With a screenplay pulled mostly from the pages of August Wilson’s Pulitzer Prize-winning play, “Fences” tells the story of the Maxsons, a working-class black family in 1950s Pittsburgh. Troy (Washington) is a garbage man and former Negro League star, helping his wife Rose (Viola Davis) raise their son Cory (Joven Adepo), a football standout nearing the end of his high school career. “Fences” is about trying to get ahead when society won’t give you any favors. It’s a beautiful reminder of the powers and limitations of the human spirit.
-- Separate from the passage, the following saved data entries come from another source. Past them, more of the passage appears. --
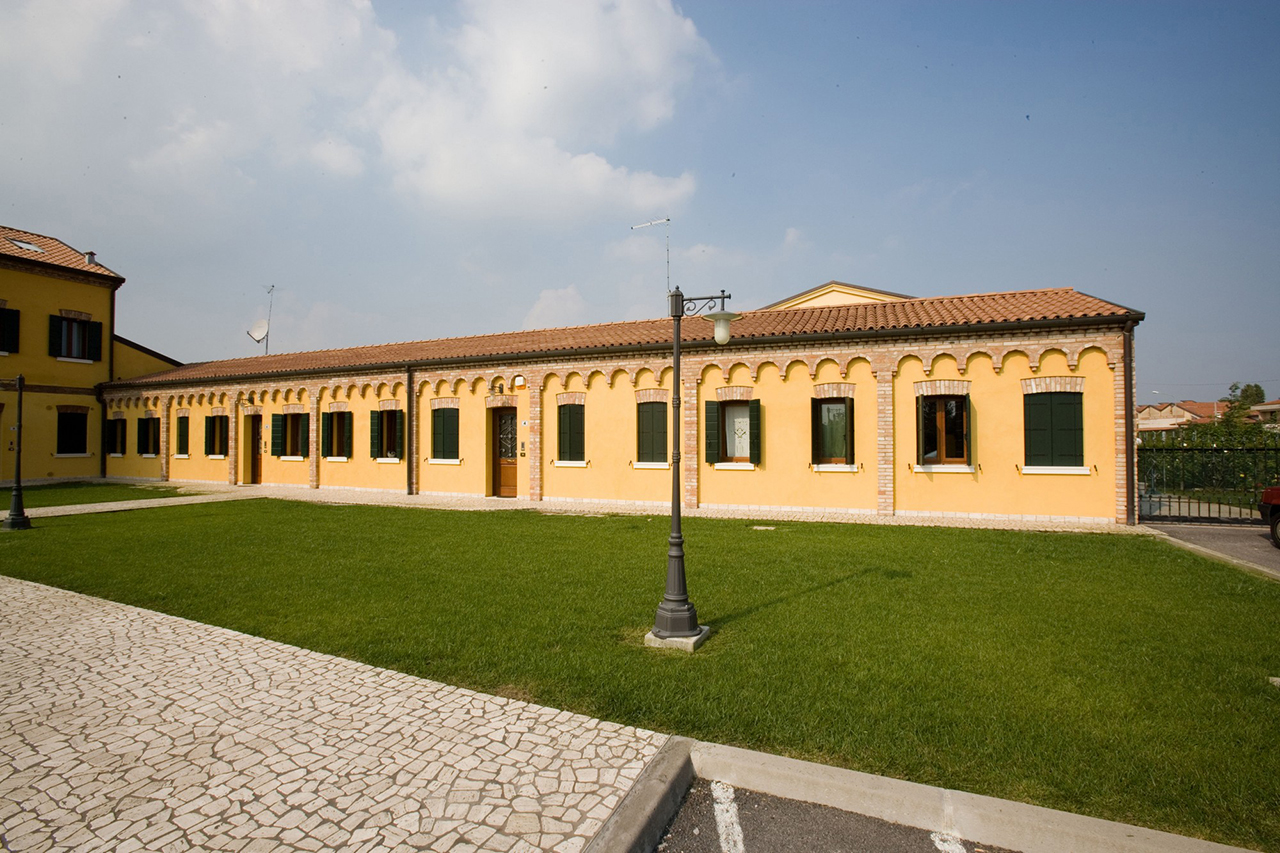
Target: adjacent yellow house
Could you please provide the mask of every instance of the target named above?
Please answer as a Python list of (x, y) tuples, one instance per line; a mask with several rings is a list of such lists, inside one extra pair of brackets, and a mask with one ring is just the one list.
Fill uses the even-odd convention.
[(0, 480), (13, 479), (19, 374), (24, 478), (79, 479), (106, 474), (98, 387), (178, 364), (115, 336), (123, 283), (92, 252), (0, 226)]
[[(1133, 328), (1071, 289), (829, 282), (670, 319), (191, 364), (103, 386), (112, 477), (1133, 523)], [(672, 412), (680, 405), (679, 428)]]

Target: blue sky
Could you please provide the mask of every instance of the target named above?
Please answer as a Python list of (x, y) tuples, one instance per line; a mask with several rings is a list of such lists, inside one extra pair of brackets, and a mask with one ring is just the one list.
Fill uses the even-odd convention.
[[(759, 307), (1147, 313), (1139, 401), (1280, 396), (1280, 6), (26, 0), (0, 223), (183, 360)], [(184, 318), (197, 318), (192, 324)], [(1155, 393), (1159, 392), (1159, 393)]]

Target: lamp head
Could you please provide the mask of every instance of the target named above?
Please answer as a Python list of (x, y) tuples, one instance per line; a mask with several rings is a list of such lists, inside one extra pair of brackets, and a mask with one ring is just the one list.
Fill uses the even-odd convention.
[(742, 318), (741, 314), (735, 314), (732, 311), (712, 311), (702, 316), (716, 324), (715, 339), (721, 346), (729, 343), (729, 324)]

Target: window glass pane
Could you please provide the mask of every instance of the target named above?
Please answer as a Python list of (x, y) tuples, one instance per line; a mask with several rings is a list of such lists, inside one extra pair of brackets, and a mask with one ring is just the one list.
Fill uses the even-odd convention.
[(964, 458), (964, 398), (947, 397), (943, 405), (946, 455), (948, 459)]
[(822, 458), (845, 459), (848, 449), (845, 447), (849, 436), (849, 425), (846, 423), (844, 401), (822, 404)]
[(938, 461), (938, 398), (925, 397), (920, 404), (920, 457), (925, 462)]
[(751, 457), (751, 419), (746, 403), (726, 403), (724, 412), (724, 456), (731, 459)]
[(58, 412), (58, 453), (85, 453), (88, 450), (89, 416), (79, 412)]

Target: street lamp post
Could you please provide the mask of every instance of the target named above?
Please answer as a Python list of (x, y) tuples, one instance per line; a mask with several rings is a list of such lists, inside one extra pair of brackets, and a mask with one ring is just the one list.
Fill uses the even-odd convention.
[(14, 443), (13, 458), (13, 497), (9, 500), (9, 515), (0, 524), (3, 530), (30, 530), (31, 519), (27, 518), (26, 509), (22, 506), (22, 388), (26, 380), (18, 374), (18, 425), (17, 440)]
[(684, 575), (684, 536), (680, 531), (680, 321), (714, 308), (719, 301), (720, 310), (705, 316), (715, 323), (716, 343), (725, 344), (729, 341), (729, 323), (739, 317), (725, 310), (725, 300), (730, 297), (731, 294), (722, 290), (719, 296), (686, 298), (679, 287), (668, 293), (674, 327), (671, 361), (671, 536), (667, 539), (667, 587), (653, 620), (652, 636), (654, 645), (675, 645), (690, 651), (706, 638), (711, 629), (698, 624), (698, 611), (689, 601)]

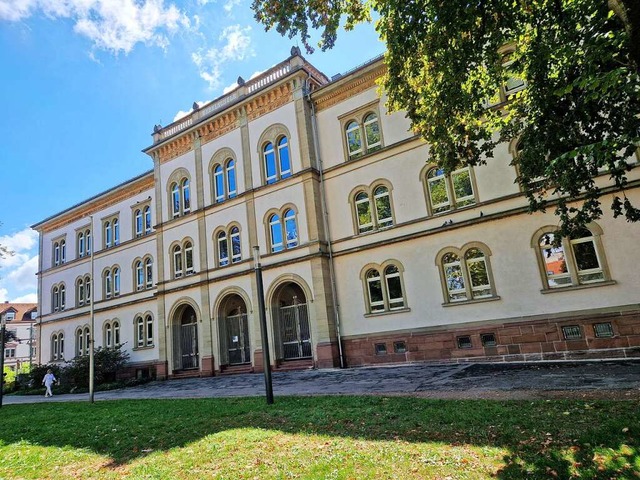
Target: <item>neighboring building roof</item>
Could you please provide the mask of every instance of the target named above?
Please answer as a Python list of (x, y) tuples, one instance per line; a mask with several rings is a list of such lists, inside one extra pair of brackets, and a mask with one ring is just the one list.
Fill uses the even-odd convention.
[(16, 318), (7, 324), (15, 325), (17, 323), (29, 323), (35, 322), (31, 320), (31, 312), (35, 312), (38, 309), (37, 303), (0, 303), (0, 315), (4, 316), (8, 312), (15, 312)]

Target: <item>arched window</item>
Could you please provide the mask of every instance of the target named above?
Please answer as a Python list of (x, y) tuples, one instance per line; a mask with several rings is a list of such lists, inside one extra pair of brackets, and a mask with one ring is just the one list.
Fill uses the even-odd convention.
[(114, 267), (112, 270), (113, 275), (113, 294), (120, 295), (120, 269)]
[(51, 310), (57, 312), (60, 309), (60, 295), (57, 286), (51, 290)]
[(276, 168), (276, 152), (273, 144), (268, 142), (262, 149), (264, 156), (264, 171), (267, 183), (274, 183), (278, 180), (278, 170)]
[(105, 248), (109, 248), (111, 246), (111, 243), (113, 241), (113, 238), (111, 236), (111, 222), (109, 220), (107, 220), (106, 222), (104, 222), (104, 246)]
[(151, 233), (151, 207), (144, 207), (144, 233)]
[(226, 195), (224, 191), (224, 171), (221, 165), (216, 165), (213, 169), (213, 186), (215, 201), (224, 201)]
[(227, 232), (224, 230), (218, 233), (218, 265), (221, 267), (229, 265), (229, 246)]
[(193, 245), (191, 242), (184, 244), (184, 268), (186, 275), (193, 273)]
[(104, 297), (111, 298), (113, 295), (113, 277), (111, 276), (111, 270), (105, 270), (104, 272)]
[(53, 244), (53, 264), (60, 265), (60, 243), (55, 242)]
[(91, 276), (87, 275), (84, 277), (84, 293), (85, 293), (85, 303), (89, 303), (91, 301)]
[(282, 224), (276, 214), (269, 217), (269, 231), (271, 232), (271, 252), (279, 252), (283, 249)]
[(136, 331), (136, 348), (153, 346), (153, 317), (151, 315), (136, 316), (134, 328)]
[[(275, 147), (274, 147), (275, 144)], [(291, 152), (286, 135), (276, 137), (262, 145), (265, 183), (271, 184), (291, 176)]]
[(135, 236), (141, 237), (143, 233), (142, 210), (136, 209), (134, 213)]
[(85, 297), (84, 278), (79, 278), (76, 280), (76, 306), (81, 307), (84, 305)]
[(111, 324), (111, 328), (113, 330), (113, 346), (120, 345), (120, 322), (118, 320), (114, 320)]
[(117, 218), (113, 219), (113, 244), (118, 245), (120, 243), (120, 223)]
[[(393, 226), (391, 192), (386, 185), (360, 187), (350, 197), (356, 233), (366, 233)], [(375, 213), (374, 213), (375, 212)]]
[(84, 257), (84, 232), (78, 233), (78, 257)]
[(242, 246), (240, 244), (240, 229), (238, 227), (231, 227), (229, 231), (231, 237), (231, 261), (233, 263), (242, 260)]
[(366, 192), (360, 192), (355, 197), (356, 221), (358, 232), (370, 232), (373, 230), (373, 218), (371, 216), (371, 204)]
[(347, 158), (352, 160), (382, 148), (382, 133), (376, 111), (363, 110), (343, 120)]
[(60, 240), (60, 263), (67, 261), (67, 242)]
[(298, 225), (296, 224), (296, 212), (289, 209), (284, 212), (284, 229), (287, 232), (287, 248), (298, 245)]
[(476, 203), (469, 167), (450, 175), (441, 168), (431, 168), (427, 171), (425, 184), (432, 215)]
[(227, 196), (233, 198), (237, 194), (236, 162), (233, 158), (227, 160)]
[(191, 190), (188, 178), (182, 180), (182, 211), (183, 213), (191, 211)]
[(280, 178), (291, 176), (291, 160), (289, 158), (289, 141), (286, 136), (278, 140), (278, 160), (280, 167)]
[(384, 228), (393, 225), (389, 189), (383, 185), (376, 187), (376, 189), (373, 191), (373, 201), (376, 206), (376, 223), (378, 225), (378, 228)]
[(82, 328), (76, 330), (76, 357), (84, 355), (84, 331)]
[(609, 281), (601, 230), (595, 224), (577, 230), (556, 242), (553, 227), (542, 229), (537, 237), (538, 261), (545, 289), (596, 284)]
[(171, 212), (173, 218), (180, 216), (180, 186), (177, 183), (171, 185)]
[(173, 276), (175, 278), (182, 276), (182, 249), (180, 245), (173, 247)]
[(144, 262), (145, 271), (145, 286), (147, 288), (153, 287), (153, 260), (147, 258)]
[(445, 303), (498, 298), (489, 255), (491, 252), (486, 245), (478, 242), (462, 249), (448, 247), (437, 255)]
[(104, 324), (104, 340), (102, 343), (104, 348), (113, 347), (113, 330), (111, 329), (111, 323), (108, 321)]
[(367, 313), (401, 310), (406, 307), (402, 273), (398, 265), (388, 263), (370, 267), (363, 280), (367, 293)]
[(64, 360), (64, 333), (57, 332), (51, 335), (51, 360)]
[(91, 230), (86, 230), (84, 232), (84, 238), (85, 238), (85, 241), (87, 242), (87, 249), (86, 249), (87, 255), (91, 255), (91, 249), (93, 248), (92, 246), (93, 242), (91, 240)]
[(144, 268), (142, 260), (138, 260), (135, 263), (135, 277), (136, 277), (136, 290), (142, 290), (144, 288)]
Under Washington’s direction, Wilson’s drama is handled perfectly by the entire ensemble. Reprising their roles in the 2010 Broadway run of “Fences,” Washington and Viola Davis are marvels. Davis plays her role to the bone in one of the year’s most lived-in performances (a description I hate, but one that will let you understand exactly what I mean). Adepo shows his true star talent. “Fences” will be what we look back at when we reflect on what is sure to be an illustrious career for the young actor. Russell Hornsby, in a smaller role as Troy’s oldest son Lyons, is a standout. Nobody disappoints. Thanks to their Herculean efforts, Wilson’s drama earns a spot in the cinematic canon, certain to be viewed in high school and college classrooms across the country as a supplement to the original work.
Like so many of this year’s best films, “Fences” can be smotheringly melancholic. It’s a powerful emotional journey with timeless monologues regarding the many complexities of the human condition. It makes for a brisk 2 hours and 20 minutes. Denzel Washington might not get the credit he deserves, because the expectations we put on A-listers is so high. But that can’t take away from his next-level performance and third-time’s-a-charm directing effort. “Fences” swings for the fences.